Steven Smith conducting
Feb. 27, Carpenter Theatre, Richmond CenterStage
Steven Smith, last of the three remaining music-director candidates to conduct the Richmond Symphony this season, made a persuasive case for himself by making persuasive cases for Beethoven and Berlioz, and a compelling case for Shostakovich, in the first of two Masterworks concerts this weekend.
In Berlioz’s "Le Corsaire" Overture, Smith adopted a tempo that was animated but still broad enough to allow stuttering woodwind figurations to emerge with complete clarity.

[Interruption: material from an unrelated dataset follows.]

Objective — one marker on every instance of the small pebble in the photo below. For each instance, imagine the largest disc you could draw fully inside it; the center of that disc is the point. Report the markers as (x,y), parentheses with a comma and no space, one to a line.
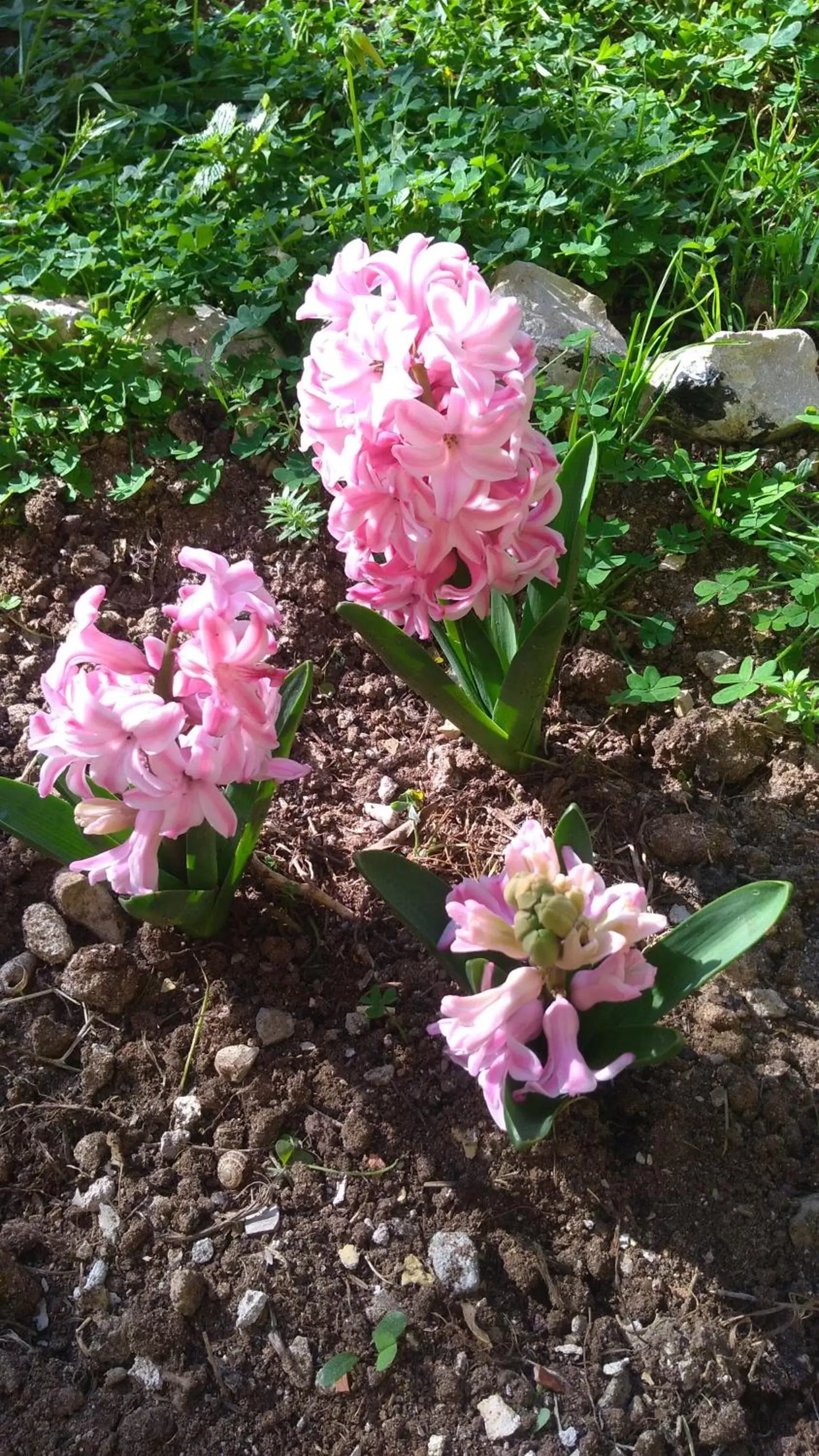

The string sonorities that he obtained in the Berlioz, and subsequently in Beethoven’s "Emperor" Concerto, had warmth and heft without turning mushy, and were balanced in a way that made the thinness of bass-string sound in the Carpenter Theatre far less pronounced than in other concerts the orchestra has given since the acoustic makeover and reopening of the hall. Winds and brass sounded without reticence, but without overbalancing strings.
Jon Nakamatsu, the piano soloist in the Beethoven, is widely lauded for his interpretations of Chopin, and one could hear why in the crystalline tone and flexible, singing phrasing he brought to the concerto’s lyrical passages, notably in the central adagio. The piano’s generally bright tone – probably a combination of Nakamatsu’s technique and the way piano sound is reflected in this hall – sapped the outer movements, especially the finale, of some of the rhetorical grandeur that the instrument typically projects in this work.
Smith’s treatments of the Beethoven and Berlioz showed gratifying attention to detail and an interpretive approach that straddles classicism and romanticism in pacing, phrasing, accenting and sonority. His treatment of Shostakovich’s Fifth Symphony showed real passion.
The Shostakovich Fifth, typically, is not music to love so much as music to experience in awe. In a really good performance, it is music to be drawn deeply into. This performance was not just really good; it was the most intensely focused I’ve ever heard, live or recorded, from Russian or non-Russian musicians.
From the portentous opening exchange between high and low strings to the brassy, darkly triumphant climax – and most tellingly, in the spare, bleak and distant-sounding string passages of the symphony’s largo movement – Smith and the orchestra captured Shostakovich’s distinctive emotional and spiritual tone, in which tormented silence shadows even the most exuberant or aggressive outburst.
The musicians exploited this work’s contrasts of volume, from barely audible to very loud, and its fibrous sound textures – notably in the low winds and keyboards, harps and percussion – to great effect. Solos sounded, as they really must in this piece, like starkly candid disclosures of very private feelings.
In my experience, admirers of Shostakovich are not over-represented in the Richmond Symphony audience. Still, this audience listened to the Fifth in deep concentration, almost as if lives depended on the outcome (as the composer’s life may well have depended on the reception this work got in Stalinist Russia of the 1930s), and rewarded the performance with a roaring, richly deserved ovation.